Weaver booted another field goal, a 24-yarder, to give Carolina a 20-17 lead in overtime. After four Houston runs left Tennessee facing a third-and-goal at the Gamecock 4-yard line, the Vols needed a big play to win the game. They got one.

''I told James I was coming to him,'' Clausen said. ''Big players make big plays, and this was a big win for us.''

Banks said Houston's success running on the previous four plays made the touchdown pass easier to execute.

''Cedric Houston ran the ball down there. Because he was running the ball so well, I came around and told Casey, 'If it's one-on-one (coverage) over there, throw me the ball, man.' He looked at me and said, 'Here it comes.' ''

Fulmer noted that his team ''found a way to make the plays to win,'' but conceded that his team ''didn't do well at anything ... except the punting.''

Fortunately for the Vols, punter Dustin Colquitt had a career day, averaging 51.7 yards per kick and putting three punts inside the Carolina five-yard line.

''He certainly won the game tonight,'' Fulmer said, subsequently noting that, ''We had field position all night, and Carolina never did.''

Asked how he felt about losing every phase of the game except the punting, the Vol boss took exception to the comment.

''They (Gamecocks) didn't beat us in every phse but punting,'' he quipped. ''We had more points, so we won THAT phase.''

Carolina kept the game close thanks to freshman running back Demetris Summers, who shredded Tennessee's defense for 158 yards on 27 carries. Fulmer called Summers ''a very fine back'' but added that the Vols ''didn't tackle well.''

UT defensive end Constantin Ritzmann thought much of Summers' success could be attributed to South Carolina's scheming.

''It was the scheme; it wasn't only him,'' Ritzmann said. ''He did a good job running the ball but there were a lot of misdirection plays where they'd start him one way, then cut back to the other side. And we had some alignment problems. We'll do better next game.... This is not going to happen again.''

Clausen finished 13 of 22 passing for 149 yards and two touchdowns. Cedric Houston paced UT rishers with 86 yards on 24 carries. Banks caught three balls for 28 yards and a touchdown. C.J. Fayton caught a nine-yard touchdown pass and turned a lateral into a 15-yard gain. Tony Brown had two catches for 51 yards. James Wilhoit nailed a 33-yard field goal and put several kickoffs deep in the end zone for touchbacks.

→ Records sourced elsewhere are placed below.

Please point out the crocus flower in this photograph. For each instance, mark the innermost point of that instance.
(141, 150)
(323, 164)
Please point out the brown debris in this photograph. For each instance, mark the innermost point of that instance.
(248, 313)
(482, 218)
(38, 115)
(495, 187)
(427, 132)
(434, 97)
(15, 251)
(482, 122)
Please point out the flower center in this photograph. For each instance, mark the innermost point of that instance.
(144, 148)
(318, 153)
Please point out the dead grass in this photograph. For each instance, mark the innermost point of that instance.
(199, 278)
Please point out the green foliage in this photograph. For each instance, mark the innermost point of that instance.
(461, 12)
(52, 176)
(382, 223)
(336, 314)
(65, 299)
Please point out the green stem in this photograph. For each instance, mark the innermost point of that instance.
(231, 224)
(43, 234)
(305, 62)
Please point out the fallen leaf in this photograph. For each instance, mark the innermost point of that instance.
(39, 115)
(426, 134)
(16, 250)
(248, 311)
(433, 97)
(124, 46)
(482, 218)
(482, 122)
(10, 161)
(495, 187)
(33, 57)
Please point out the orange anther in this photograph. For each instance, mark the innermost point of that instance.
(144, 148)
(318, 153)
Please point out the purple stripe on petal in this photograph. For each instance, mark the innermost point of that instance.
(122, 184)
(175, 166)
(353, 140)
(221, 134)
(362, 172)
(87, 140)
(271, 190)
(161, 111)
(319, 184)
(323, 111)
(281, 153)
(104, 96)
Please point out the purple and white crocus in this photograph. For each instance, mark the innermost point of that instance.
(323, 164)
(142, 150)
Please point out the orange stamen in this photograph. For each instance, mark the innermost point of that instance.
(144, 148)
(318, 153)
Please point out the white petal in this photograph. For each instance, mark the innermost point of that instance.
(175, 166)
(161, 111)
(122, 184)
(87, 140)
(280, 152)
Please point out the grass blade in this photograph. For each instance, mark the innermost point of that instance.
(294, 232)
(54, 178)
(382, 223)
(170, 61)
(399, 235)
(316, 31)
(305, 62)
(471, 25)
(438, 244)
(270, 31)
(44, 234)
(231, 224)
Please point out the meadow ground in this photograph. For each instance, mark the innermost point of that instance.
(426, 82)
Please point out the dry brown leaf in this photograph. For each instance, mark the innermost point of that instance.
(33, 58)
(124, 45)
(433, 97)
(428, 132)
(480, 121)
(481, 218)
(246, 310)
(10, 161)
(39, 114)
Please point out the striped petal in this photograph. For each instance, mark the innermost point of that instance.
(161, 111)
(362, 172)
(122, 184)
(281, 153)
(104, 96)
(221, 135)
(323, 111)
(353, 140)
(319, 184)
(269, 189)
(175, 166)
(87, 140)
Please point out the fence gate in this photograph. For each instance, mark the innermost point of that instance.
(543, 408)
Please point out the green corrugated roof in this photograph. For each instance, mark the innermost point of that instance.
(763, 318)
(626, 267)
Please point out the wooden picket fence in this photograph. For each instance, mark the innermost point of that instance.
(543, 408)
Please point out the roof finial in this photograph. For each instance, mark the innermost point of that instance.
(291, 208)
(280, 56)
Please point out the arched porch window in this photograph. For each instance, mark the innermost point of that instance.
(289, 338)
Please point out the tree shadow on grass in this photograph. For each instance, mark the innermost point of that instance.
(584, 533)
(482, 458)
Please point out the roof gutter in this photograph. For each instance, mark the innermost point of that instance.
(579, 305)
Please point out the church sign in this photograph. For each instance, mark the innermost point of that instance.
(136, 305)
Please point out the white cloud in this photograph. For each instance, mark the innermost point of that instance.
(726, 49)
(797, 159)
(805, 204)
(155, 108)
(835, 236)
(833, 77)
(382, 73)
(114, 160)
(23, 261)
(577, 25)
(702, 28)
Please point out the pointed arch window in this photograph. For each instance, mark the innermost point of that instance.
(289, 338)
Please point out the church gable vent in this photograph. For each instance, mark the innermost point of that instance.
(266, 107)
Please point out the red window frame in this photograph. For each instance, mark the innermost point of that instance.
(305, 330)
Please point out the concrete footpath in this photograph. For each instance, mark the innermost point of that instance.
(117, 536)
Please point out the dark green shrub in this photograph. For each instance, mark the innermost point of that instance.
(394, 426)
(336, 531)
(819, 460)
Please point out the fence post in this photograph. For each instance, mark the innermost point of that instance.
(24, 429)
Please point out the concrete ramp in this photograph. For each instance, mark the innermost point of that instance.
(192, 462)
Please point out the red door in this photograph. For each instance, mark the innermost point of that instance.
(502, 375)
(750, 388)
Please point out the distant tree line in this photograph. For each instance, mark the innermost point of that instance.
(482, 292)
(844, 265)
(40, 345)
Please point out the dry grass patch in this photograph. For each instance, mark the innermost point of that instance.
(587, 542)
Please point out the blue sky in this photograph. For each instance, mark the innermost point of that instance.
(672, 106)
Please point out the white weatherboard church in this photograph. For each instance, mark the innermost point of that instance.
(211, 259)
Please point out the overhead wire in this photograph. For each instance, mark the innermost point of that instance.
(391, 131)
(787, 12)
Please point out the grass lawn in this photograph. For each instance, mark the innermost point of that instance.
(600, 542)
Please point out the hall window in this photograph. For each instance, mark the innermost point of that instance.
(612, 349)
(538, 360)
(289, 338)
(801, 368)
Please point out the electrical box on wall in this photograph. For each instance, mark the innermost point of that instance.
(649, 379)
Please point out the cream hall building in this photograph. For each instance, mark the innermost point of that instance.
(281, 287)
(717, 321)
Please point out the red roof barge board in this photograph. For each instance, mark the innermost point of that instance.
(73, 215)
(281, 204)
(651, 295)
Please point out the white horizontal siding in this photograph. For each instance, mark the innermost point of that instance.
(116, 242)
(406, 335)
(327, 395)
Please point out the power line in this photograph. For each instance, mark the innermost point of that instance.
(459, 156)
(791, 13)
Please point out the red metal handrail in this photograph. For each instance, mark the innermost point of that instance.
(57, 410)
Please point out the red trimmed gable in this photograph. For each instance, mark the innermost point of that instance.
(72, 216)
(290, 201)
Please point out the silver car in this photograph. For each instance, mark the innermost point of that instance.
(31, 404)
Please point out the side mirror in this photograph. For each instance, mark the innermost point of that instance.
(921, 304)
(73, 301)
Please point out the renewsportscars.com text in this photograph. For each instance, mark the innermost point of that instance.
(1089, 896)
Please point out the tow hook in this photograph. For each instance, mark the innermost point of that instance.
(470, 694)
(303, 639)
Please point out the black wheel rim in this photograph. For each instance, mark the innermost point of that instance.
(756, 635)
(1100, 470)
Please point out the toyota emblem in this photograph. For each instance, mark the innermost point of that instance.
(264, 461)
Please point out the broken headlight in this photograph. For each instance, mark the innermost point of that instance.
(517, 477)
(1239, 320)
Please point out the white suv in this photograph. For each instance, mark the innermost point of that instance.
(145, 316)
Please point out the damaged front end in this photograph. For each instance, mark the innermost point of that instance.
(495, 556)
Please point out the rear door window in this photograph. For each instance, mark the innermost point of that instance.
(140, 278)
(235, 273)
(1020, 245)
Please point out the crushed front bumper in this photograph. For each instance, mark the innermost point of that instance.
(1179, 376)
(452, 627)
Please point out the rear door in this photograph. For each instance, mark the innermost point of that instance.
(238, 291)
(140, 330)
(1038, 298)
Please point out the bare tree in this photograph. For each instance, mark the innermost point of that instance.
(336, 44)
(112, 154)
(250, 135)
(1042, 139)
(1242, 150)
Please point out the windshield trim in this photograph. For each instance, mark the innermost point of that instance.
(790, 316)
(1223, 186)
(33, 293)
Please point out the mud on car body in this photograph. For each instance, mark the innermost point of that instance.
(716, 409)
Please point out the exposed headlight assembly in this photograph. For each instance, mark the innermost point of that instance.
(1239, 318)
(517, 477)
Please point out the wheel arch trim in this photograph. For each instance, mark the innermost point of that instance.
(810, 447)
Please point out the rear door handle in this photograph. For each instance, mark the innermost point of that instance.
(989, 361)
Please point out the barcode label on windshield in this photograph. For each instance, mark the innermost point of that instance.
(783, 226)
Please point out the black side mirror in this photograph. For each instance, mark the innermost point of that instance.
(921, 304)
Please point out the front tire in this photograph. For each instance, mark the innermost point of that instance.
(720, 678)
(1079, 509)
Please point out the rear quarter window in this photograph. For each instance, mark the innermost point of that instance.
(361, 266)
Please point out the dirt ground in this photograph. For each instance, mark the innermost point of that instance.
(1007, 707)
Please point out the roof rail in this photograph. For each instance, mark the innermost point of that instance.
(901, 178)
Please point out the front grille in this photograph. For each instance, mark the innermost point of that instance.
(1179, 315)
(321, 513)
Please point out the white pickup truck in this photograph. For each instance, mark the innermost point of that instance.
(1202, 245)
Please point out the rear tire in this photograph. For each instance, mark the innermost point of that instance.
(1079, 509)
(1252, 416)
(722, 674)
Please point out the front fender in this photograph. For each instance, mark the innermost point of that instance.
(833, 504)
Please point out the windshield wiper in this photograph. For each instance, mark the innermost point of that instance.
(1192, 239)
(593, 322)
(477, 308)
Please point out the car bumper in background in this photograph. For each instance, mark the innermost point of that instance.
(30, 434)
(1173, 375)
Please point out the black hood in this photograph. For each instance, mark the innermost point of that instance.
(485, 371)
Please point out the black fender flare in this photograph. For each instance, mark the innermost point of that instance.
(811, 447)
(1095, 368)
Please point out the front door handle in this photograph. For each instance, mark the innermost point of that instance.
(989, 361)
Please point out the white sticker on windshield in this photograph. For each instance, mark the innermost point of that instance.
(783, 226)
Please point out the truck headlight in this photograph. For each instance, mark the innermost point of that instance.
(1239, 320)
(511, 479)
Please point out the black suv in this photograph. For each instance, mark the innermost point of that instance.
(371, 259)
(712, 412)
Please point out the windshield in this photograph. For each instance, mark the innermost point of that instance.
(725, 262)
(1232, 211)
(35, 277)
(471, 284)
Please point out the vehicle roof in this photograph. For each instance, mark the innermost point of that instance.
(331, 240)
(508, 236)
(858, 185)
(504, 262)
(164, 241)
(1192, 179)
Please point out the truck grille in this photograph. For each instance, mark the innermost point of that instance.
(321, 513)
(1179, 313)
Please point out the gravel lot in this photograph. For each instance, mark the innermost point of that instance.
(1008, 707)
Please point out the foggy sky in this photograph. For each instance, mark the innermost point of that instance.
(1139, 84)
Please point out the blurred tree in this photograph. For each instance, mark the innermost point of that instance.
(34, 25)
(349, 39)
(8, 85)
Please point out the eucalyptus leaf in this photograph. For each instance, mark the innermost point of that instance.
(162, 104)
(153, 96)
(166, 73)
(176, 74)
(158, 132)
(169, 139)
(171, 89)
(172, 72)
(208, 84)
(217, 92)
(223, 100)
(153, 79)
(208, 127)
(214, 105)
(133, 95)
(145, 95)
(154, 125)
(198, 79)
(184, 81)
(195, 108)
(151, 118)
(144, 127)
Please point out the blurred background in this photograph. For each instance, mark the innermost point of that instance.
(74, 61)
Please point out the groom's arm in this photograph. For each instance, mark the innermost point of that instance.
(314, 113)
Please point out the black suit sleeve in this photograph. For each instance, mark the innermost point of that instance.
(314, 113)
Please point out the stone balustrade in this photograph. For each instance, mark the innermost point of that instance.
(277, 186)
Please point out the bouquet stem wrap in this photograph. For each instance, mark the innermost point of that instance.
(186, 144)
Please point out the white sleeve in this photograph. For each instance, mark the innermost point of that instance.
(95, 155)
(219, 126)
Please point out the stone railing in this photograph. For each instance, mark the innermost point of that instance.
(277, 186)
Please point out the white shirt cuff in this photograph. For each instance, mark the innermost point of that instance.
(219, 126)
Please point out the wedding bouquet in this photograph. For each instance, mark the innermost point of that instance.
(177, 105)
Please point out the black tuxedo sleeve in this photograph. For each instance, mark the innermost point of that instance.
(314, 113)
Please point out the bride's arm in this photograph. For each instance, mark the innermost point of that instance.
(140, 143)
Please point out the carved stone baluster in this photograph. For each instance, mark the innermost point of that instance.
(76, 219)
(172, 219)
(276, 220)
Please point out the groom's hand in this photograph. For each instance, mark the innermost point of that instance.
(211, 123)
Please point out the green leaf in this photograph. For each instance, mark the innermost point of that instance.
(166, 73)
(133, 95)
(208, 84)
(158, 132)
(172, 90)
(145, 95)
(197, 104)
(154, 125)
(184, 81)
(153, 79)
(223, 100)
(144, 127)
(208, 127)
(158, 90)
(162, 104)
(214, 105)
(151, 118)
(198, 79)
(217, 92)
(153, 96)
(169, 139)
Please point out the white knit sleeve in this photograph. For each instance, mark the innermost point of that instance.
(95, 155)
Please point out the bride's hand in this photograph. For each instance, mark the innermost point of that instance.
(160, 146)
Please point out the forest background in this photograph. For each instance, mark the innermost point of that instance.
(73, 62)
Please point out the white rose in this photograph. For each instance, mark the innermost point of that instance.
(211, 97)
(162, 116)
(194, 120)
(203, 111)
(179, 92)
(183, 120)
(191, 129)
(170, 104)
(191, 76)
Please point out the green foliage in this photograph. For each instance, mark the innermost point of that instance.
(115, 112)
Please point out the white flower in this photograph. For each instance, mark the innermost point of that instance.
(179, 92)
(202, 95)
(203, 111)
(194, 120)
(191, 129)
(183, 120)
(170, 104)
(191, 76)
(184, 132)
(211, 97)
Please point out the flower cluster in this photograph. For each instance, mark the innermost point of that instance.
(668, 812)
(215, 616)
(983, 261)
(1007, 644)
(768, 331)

Like Tennessee's offense, the Vol defense struggled all evening. Though statistically one of the SEC's weaker offenses, South Carolina shredded Tennessee for 371 yards, including 217 rushing yards. Dondrial Pinkins completed just 12 of 29 passes but included gains of 43, 29, 27 and 21 yards among his completions.

''The quarterback threw the ball exceptionally well,'' Fulmer noted. ''He's dangerous when he gets hot.''

Still, Tennessee's poor defensive play made Pinkins & Company look better than they probably are.

''Our defense was suspect,'' Fulmer conceded. ''We gave up too many big plays.''

Finally, the coach hinted that his team may have been emotionally drained by last weekend's big win at Florida.

''So much (of performing well) is being emotionally ready to play your best,'' he said. ''We may have left a little bit on the field last week.''

Indeed. Tennessee seemed a little bit flat all night. But when the fourth quarter came -- as always seems to be the case against South Carolina -- the Vols reached into their bag of tricks and came up with a big play.

It was the same old song, except with a different key.